At one stop we were held for a while after everyone who wanted to had got on or off. The train driver made an announcement and apologised for the delay – we would have to wait a few moments for the line ahead to clear before we could proceed. There was a mild collective reaction, a vague ripple in the still peace and quiet – but it was nearly imperceptible, no one in the carriage even audibly sighed. And then suddenly into the silence:
“Ladies and gentlemen, can I just take this opportunity to let you all know: God loves you, God loves each and every one of you – of us. Go well today. Thank you for listening.”

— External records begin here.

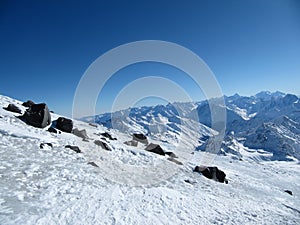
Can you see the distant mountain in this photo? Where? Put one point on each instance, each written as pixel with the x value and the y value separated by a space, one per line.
pixel 263 122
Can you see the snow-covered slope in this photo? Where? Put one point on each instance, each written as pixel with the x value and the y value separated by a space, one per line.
pixel 131 186
pixel 267 121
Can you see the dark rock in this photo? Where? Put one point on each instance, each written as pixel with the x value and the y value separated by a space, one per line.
pixel 74 148
pixel 42 145
pixel 155 149
pixel 171 154
pixel 212 173
pixel 289 192
pixel 37 115
pixel 93 124
pixel 140 138
pixel 13 108
pixel 107 135
pixel 175 161
pixel 93 164
pixel 131 143
pixel 190 182
pixel 52 130
pixel 80 133
pixel 29 103
pixel 64 124
pixel 102 144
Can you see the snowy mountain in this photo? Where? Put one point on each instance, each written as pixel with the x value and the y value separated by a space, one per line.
pixel 42 181
pixel 267 121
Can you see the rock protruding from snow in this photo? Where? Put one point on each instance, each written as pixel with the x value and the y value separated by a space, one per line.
pixel 102 145
pixel 107 135
pixel 131 143
pixel 13 108
pixel 46 146
pixel 74 148
pixel 28 103
pixel 37 115
pixel 140 138
pixel 212 172
pixel 52 130
pixel 64 124
pixel 155 148
pixel 80 133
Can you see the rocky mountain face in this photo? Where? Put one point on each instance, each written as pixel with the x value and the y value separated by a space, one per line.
pixel 267 122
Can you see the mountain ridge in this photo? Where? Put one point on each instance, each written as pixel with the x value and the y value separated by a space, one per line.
pixel 266 121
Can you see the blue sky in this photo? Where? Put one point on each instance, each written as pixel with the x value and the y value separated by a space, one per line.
pixel 46 46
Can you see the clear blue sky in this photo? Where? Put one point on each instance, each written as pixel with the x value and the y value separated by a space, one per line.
pixel 46 46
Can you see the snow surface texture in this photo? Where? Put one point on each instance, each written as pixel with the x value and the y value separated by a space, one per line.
pixel 266 121
pixel 57 185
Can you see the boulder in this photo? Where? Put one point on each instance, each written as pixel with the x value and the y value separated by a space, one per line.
pixel 46 145
pixel 74 148
pixel 37 115
pixel 93 125
pixel 52 130
pixel 13 108
pixel 29 103
pixel 212 172
pixel 175 161
pixel 171 154
pixel 107 135
pixel 140 138
pixel 64 124
pixel 190 182
pixel 155 149
pixel 102 144
pixel 93 164
pixel 131 143
pixel 80 133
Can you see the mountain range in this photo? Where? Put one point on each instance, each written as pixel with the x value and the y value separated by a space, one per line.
pixel 266 123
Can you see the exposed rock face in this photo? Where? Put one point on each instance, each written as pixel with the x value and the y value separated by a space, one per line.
pixel 102 145
pixel 140 138
pixel 155 149
pixel 212 172
pixel 74 148
pixel 64 124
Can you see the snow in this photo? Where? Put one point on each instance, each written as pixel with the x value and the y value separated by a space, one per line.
pixel 132 186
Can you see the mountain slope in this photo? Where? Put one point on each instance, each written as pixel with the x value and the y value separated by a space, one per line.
pixel 58 186
pixel 266 121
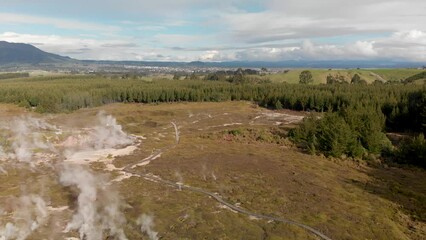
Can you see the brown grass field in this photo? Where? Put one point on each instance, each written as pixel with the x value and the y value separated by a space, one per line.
pixel 239 151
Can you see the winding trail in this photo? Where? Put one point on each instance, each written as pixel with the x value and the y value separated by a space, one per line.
pixel 215 196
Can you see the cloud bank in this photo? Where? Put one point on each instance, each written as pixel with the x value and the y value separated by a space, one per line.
pixel 189 30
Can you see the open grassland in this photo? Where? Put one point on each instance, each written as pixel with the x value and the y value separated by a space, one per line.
pixel 369 75
pixel 239 151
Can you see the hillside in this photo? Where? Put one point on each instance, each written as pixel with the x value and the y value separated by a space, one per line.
pixel 20 53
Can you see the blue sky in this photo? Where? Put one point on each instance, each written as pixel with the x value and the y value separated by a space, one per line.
pixel 191 30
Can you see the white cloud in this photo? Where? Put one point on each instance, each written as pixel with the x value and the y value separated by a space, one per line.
pixel 11 18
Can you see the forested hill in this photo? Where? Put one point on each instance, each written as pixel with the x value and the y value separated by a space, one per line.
pixel 20 53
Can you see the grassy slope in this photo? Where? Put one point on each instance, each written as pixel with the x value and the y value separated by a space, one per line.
pixel 343 199
pixel 320 75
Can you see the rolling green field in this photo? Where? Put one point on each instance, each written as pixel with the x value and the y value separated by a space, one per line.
pixel 239 151
pixel 230 139
pixel 370 75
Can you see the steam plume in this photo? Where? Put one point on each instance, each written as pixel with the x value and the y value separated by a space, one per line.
pixel 99 209
pixel 29 213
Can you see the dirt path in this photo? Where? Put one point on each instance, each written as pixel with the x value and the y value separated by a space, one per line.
pixel 150 177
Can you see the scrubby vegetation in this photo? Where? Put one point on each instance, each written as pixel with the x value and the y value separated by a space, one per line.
pixel 13 75
pixel 356 118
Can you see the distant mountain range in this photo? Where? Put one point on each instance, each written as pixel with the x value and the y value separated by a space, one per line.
pixel 20 53
pixel 26 54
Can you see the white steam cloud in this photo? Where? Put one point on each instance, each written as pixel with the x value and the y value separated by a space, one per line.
pixel 26 137
pixel 147 224
pixel 99 208
pixel 29 212
pixel 109 134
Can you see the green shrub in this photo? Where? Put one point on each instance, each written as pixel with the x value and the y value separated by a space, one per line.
pixel 413 151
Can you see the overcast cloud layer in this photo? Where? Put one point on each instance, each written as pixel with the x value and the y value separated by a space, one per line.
pixel 189 30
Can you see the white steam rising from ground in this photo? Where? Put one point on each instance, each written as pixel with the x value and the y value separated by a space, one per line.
pixel 99 209
pixel 28 213
pixel 27 138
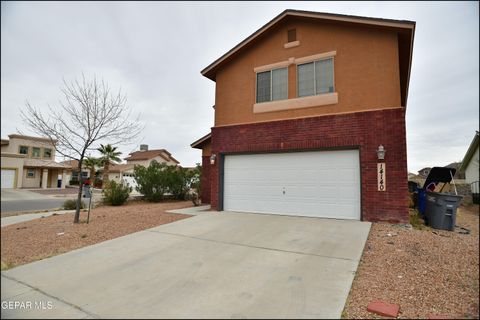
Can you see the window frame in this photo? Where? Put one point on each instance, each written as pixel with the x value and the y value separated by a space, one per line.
pixel 39 152
pixel 22 146
pixel 271 84
pixel 315 76
pixel 29 170
pixel 51 152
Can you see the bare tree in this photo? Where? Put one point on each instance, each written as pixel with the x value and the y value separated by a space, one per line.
pixel 89 114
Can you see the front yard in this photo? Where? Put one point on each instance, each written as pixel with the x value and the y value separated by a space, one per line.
pixel 41 238
pixel 423 271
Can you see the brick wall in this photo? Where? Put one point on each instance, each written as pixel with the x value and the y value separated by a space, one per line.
pixel 362 130
pixel 205 181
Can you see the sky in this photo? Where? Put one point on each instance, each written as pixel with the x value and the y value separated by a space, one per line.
pixel 154 52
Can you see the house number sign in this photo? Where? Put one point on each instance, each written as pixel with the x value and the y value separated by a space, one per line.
pixel 382 186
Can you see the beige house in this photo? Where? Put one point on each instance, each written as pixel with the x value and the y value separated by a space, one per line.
pixel 29 162
pixel 142 157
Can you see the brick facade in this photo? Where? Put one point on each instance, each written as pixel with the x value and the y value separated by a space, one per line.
pixel 362 130
pixel 205 181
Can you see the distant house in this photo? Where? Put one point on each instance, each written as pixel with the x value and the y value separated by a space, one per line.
pixel 72 174
pixel 470 161
pixel 424 172
pixel 142 157
pixel 459 174
pixel 29 162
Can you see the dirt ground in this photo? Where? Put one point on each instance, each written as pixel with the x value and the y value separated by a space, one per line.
pixel 41 238
pixel 423 271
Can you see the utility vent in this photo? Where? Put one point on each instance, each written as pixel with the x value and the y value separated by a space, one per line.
pixel 292 35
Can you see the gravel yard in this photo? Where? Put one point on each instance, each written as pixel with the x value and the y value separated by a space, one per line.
pixel 41 238
pixel 424 271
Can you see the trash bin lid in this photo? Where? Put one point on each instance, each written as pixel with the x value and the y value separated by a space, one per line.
pixel 439 174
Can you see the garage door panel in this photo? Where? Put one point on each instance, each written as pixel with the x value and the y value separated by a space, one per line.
pixel 318 184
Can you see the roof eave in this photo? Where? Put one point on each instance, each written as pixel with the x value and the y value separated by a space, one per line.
pixel 209 70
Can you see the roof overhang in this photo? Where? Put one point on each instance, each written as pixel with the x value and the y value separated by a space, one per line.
pixel 405 28
pixel 200 142
pixel 471 150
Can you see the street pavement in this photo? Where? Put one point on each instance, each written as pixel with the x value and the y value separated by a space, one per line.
pixel 213 265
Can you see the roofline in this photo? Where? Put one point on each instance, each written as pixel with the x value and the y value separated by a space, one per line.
pixel 20 136
pixel 406 24
pixel 470 152
pixel 196 144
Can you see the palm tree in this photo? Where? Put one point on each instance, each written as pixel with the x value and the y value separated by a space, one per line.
pixel 91 164
pixel 109 156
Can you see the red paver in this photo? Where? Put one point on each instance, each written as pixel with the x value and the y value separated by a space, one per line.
pixel 437 316
pixel 383 308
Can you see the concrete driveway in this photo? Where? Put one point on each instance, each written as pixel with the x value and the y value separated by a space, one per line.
pixel 214 265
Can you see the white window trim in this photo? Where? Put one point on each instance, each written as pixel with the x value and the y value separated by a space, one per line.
pixel 271 84
pixel 315 75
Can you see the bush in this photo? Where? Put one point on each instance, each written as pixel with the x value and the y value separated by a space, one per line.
pixel 157 179
pixel 151 181
pixel 71 204
pixel 115 193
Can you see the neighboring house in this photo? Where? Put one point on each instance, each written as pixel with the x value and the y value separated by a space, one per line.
pixel 424 172
pixel 72 174
pixel 302 106
pixel 142 157
pixel 470 162
pixel 459 174
pixel 29 162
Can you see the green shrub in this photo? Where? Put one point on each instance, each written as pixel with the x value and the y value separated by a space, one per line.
pixel 151 181
pixel 115 193
pixel 71 204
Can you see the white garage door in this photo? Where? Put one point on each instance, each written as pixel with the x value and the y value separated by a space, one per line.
pixel 317 184
pixel 8 178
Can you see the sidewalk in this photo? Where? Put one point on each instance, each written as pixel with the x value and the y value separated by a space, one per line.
pixel 30 216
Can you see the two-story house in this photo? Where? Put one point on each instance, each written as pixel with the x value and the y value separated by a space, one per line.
pixel 29 162
pixel 310 119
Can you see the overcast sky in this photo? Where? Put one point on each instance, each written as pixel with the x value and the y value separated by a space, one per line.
pixel 155 51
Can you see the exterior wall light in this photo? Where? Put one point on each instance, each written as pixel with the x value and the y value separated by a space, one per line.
pixel 212 158
pixel 381 152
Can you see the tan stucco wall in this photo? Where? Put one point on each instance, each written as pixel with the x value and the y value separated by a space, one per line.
pixel 32 182
pixel 15 143
pixel 207 149
pixel 14 163
pixel 471 172
pixel 366 71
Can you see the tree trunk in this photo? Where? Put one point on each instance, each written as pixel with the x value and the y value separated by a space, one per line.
pixel 79 195
pixel 105 175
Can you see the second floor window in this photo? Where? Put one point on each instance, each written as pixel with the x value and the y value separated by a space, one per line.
pixel 47 153
pixel 272 85
pixel 315 77
pixel 23 150
pixel 35 152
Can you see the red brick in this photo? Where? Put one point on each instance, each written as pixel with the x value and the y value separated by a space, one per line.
pixel 383 308
pixel 364 130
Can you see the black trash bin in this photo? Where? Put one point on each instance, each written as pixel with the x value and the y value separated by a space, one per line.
pixel 440 207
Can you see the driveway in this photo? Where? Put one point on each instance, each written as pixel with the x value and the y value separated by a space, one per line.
pixel 214 265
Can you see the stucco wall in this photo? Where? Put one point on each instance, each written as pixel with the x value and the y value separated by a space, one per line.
pixel 14 163
pixel 471 172
pixel 366 71
pixel 31 182
pixel 15 143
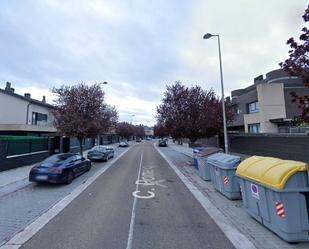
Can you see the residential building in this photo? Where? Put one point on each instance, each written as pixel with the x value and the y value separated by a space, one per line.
pixel 266 106
pixel 148 131
pixel 23 115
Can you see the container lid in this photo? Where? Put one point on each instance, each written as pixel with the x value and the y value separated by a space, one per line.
pixel 223 161
pixel 208 151
pixel 273 172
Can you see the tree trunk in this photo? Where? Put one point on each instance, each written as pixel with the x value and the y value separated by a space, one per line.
pixel 80 140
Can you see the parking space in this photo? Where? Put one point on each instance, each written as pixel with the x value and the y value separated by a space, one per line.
pixel 22 202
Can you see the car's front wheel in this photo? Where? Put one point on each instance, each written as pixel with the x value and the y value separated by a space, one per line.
pixel 70 177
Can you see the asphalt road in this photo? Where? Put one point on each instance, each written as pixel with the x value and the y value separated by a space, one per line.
pixel 163 213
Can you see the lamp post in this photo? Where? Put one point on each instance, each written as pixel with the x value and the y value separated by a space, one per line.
pixel 207 36
pixel 99 137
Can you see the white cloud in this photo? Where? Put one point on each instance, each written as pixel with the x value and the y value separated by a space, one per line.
pixel 140 46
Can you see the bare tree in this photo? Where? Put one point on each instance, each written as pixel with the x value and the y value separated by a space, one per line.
pixel 298 65
pixel 125 130
pixel 191 112
pixel 80 111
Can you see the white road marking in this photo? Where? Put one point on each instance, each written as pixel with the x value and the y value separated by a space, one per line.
pixel 131 229
pixel 239 240
pixel 149 196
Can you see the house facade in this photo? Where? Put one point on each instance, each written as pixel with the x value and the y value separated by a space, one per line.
pixel 266 106
pixel 23 115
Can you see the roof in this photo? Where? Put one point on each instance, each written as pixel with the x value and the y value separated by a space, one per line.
pixel 33 101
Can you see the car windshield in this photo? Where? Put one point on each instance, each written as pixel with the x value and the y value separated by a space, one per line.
pixel 98 147
pixel 57 158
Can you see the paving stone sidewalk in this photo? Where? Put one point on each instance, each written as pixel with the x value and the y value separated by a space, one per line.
pixel 233 211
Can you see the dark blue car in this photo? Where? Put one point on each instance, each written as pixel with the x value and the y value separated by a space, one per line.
pixel 59 168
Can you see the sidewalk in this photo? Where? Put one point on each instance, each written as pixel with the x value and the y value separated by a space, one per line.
pixel 233 211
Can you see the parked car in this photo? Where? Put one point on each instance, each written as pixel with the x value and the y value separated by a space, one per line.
pixel 124 144
pixel 100 153
pixel 59 168
pixel 162 143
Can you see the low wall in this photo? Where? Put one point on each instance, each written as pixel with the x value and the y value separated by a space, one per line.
pixel 285 146
pixel 15 161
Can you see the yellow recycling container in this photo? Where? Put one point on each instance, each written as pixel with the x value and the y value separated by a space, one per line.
pixel 276 193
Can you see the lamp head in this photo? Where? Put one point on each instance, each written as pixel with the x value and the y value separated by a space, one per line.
pixel 207 36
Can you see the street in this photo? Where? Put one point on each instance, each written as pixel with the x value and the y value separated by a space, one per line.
pixel 139 202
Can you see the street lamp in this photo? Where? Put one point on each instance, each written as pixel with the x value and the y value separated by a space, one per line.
pixel 207 36
pixel 100 83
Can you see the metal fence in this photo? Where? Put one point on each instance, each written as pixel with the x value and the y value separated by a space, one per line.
pixel 26 146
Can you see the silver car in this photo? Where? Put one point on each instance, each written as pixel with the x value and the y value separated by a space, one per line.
pixel 100 153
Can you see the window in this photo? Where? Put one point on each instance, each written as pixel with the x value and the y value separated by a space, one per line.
pixel 38 118
pixel 253 107
pixel 254 128
pixel 237 110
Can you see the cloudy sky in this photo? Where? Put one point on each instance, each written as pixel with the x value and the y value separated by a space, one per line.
pixel 140 46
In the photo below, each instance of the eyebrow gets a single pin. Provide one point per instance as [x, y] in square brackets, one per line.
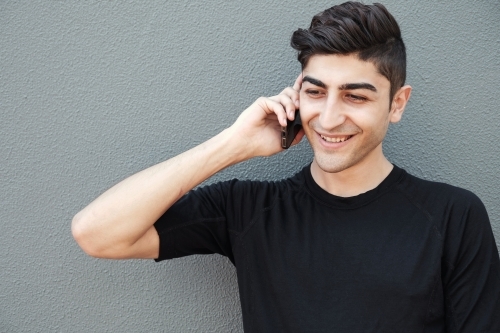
[345, 86]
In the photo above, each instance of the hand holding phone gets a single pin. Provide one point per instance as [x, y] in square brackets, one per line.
[289, 132]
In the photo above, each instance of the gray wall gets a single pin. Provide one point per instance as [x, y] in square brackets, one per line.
[91, 92]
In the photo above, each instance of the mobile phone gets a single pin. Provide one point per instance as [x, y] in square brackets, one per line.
[289, 132]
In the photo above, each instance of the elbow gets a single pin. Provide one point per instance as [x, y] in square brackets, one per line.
[81, 229]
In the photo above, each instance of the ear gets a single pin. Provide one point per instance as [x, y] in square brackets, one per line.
[399, 103]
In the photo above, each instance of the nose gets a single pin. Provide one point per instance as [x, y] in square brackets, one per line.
[333, 114]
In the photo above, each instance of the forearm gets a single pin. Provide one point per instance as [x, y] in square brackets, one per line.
[118, 218]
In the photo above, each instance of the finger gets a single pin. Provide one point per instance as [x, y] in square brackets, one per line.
[297, 86]
[298, 82]
[270, 106]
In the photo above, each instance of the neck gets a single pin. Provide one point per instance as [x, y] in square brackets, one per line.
[359, 178]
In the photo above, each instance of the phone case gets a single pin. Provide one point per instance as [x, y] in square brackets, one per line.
[289, 132]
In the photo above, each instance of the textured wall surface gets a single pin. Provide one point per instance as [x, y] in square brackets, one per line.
[91, 92]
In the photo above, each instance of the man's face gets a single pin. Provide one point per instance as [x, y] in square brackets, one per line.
[344, 106]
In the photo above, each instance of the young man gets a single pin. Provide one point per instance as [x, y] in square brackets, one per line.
[351, 243]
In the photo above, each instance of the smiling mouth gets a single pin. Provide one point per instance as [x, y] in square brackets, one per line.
[337, 138]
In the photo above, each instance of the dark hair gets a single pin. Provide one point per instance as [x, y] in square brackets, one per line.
[369, 31]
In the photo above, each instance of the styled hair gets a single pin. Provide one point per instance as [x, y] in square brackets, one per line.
[368, 31]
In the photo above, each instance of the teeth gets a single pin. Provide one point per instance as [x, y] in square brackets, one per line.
[337, 139]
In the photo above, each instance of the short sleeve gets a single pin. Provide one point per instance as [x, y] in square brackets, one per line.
[471, 271]
[196, 224]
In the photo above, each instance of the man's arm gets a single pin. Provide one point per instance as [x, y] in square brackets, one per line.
[119, 223]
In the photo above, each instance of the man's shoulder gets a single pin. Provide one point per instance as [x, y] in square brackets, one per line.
[436, 189]
[436, 195]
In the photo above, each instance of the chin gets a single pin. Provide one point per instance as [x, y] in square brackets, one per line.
[331, 164]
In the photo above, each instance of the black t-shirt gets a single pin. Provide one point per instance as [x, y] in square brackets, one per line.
[408, 256]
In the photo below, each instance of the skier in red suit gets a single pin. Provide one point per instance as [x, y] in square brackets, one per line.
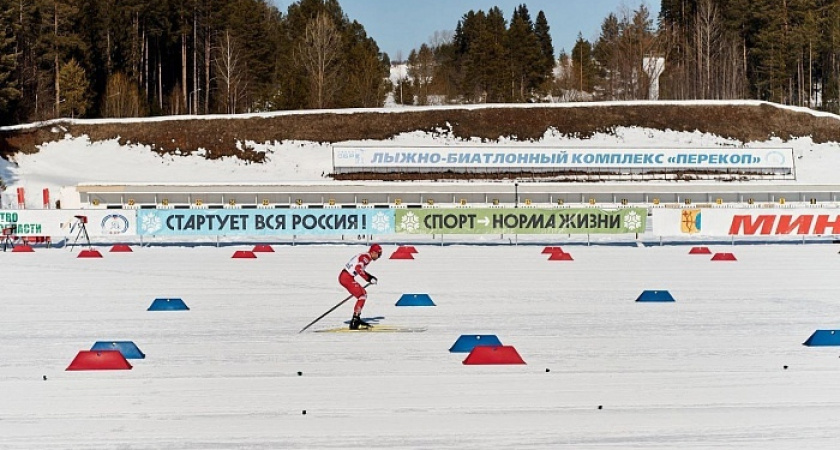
[356, 268]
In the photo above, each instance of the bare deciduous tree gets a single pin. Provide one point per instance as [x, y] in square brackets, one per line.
[122, 99]
[319, 53]
[230, 74]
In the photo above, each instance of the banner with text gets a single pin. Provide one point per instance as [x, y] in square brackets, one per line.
[474, 157]
[67, 222]
[778, 222]
[520, 221]
[240, 222]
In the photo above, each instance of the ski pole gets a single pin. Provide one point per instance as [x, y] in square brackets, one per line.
[329, 311]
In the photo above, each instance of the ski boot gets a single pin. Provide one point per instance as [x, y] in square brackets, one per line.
[356, 322]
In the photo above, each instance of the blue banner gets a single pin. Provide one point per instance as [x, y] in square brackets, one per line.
[258, 222]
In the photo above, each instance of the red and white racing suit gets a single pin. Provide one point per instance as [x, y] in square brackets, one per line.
[356, 268]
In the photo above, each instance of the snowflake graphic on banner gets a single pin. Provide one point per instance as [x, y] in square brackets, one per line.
[150, 223]
[381, 222]
[410, 222]
[632, 221]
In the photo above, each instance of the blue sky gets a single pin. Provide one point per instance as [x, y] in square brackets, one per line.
[401, 25]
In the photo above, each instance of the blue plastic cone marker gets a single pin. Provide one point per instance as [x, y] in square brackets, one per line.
[168, 304]
[822, 338]
[128, 348]
[655, 296]
[415, 300]
[466, 342]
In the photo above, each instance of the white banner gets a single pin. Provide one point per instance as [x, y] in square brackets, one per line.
[67, 222]
[779, 160]
[777, 222]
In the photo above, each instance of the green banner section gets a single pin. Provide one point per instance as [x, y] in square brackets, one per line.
[520, 221]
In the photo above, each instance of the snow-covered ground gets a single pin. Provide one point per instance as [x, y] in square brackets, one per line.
[71, 161]
[721, 367]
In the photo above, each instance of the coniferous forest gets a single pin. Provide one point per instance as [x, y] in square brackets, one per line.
[134, 58]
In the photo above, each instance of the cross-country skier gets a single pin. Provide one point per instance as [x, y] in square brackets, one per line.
[356, 268]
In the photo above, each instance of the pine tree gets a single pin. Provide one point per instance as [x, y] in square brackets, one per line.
[583, 65]
[542, 30]
[605, 52]
[526, 56]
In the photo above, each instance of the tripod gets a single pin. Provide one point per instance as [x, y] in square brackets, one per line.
[9, 236]
[81, 221]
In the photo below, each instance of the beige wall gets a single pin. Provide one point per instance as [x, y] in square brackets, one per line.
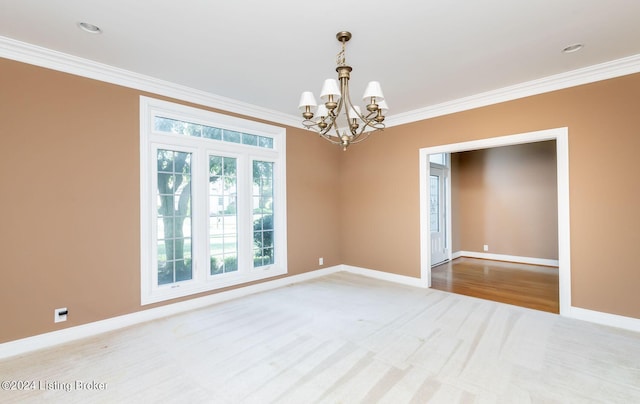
[506, 197]
[380, 186]
[69, 234]
[69, 197]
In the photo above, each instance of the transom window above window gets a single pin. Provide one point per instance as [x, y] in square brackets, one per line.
[213, 200]
[180, 127]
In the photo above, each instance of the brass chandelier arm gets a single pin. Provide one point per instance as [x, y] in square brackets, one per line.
[339, 108]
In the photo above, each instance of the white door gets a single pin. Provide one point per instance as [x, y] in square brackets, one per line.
[438, 214]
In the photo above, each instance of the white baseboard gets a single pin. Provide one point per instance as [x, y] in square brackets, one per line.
[386, 276]
[46, 340]
[598, 317]
[49, 339]
[505, 257]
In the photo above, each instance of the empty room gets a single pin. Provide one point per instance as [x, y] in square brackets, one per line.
[190, 215]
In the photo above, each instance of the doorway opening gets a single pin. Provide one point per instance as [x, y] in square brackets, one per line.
[560, 135]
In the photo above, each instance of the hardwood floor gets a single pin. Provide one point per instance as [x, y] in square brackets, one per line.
[532, 286]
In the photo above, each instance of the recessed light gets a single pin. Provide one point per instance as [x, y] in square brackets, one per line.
[90, 28]
[573, 48]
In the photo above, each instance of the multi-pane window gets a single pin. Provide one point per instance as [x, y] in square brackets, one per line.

That was all. It was a short message, gently and respectfully delivered. Nonetheless I instantly bristled – at the disturbance of my peace, of the peace of the carriage. At the shock of the intervention into our sleepy privacy, so carefully guarded against, and by, one another. Then in the next moment I engaged my brain – and I was shocked at my reaction to what was essentially a generous message of love. I raised my eyes from my book and looked up at our messenger. He wore a half smile, and had his eyes half closed. Perhaps to prevent anyone catching his eye. He must have known that it’s not easy to give a free gift to people who aren’t expecting it.
It’s not easy to receive a free and unexpected gift, either. Perhaps if we gave each other more of them we’d all get better at receiving them too.